“Jazz is the red-headed third cousin
riding a bull elephant through
your teapot-laden drawing room.”
~ Ron Averill
Jazz is not popular with everyone. Many find it too academic, difficult to understand. But let us remember that there are as many types of jazz as there are flavors of M&Ms. At least as many. Myself, I prefer pre-WWII jive (as the hepcats say): swing, Dixieland, hot jazz, ragtime… Subgenres that soothe my soul.
Which leads to the question: What’s up with early jazz at Everett Public Library? Let’s find out, shall we?
If you want to check out some early jazz, Hot Dance Bands from Okeh, 1923-1931 is an excellent starting point. The musicians featured on this album have mostly disappeared into the mists of time, the songs are not particularly well-known, but the music gives a clear idea of what was going down in the formative years of jazz. Billie Holiday adds her silky smooth voice to a musical backdrop that is clearly related to those hot dance bands but is perhaps more recognizable to modern-day listeners. And Fats Waller pumps them ivories like nobody else, providing a mesmerizing piano-centric take on early jazz.
And time marches on. Your Hit Parade: The Late 40s provides a hipster’s overview of those fabulous big band years. It’s an excellent starting point for the swing-curious. If it’s a chanteuse you’re wanting, you’d be hard pressed to find a better interpreter than Peggy Lee. Perhaps best known for Fever, Lee turns everything she sings into a sultry hot springs of passion and fortitude. And the ever-smooth Nat King Cole? His early work with the Nat King Cole Trio ranks up there with the best that swing has to offer.

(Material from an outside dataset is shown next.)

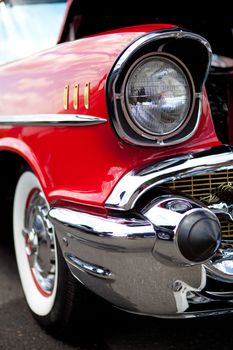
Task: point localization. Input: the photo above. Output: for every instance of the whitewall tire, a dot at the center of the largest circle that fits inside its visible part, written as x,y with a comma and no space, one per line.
56,299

You say you like the big band swing thing but refuse to watch black and white films or listen to music made before 1966? There are still excellent options available to you! Whether she’s belting out hits from the 30s and 40s or insinuating her way into your brain with hand-penned originals, Madeleine Peyroux is a bonafide contemporary jazz gem. Each and every album she drops is a genuine pleasure. Diana Krall, another modern-day siren, kicks it laid-back style with her sweltering contralto voice. Winner of numerous accolades and record-setting album sales, Krall can scratch that itch that Ms. Peyroux couldn’t quite reach. And finally, as we approach Christmas, the Brian Setzer Orchestra brings songs of joy and anticipation, in a swingin’ mood, straight to your pleasure center. If you’ve not heard Setzer play guitar, prepare for many notes. Many. Notes. And they’re all the right ones! One of the most fabulous purveyors of modern swing and Christmas music, check these fellas out.
So no more excuses. Buy a beret. Listen to some jazz. Maybe invest in cigars and culottes. Swing, baby, swing!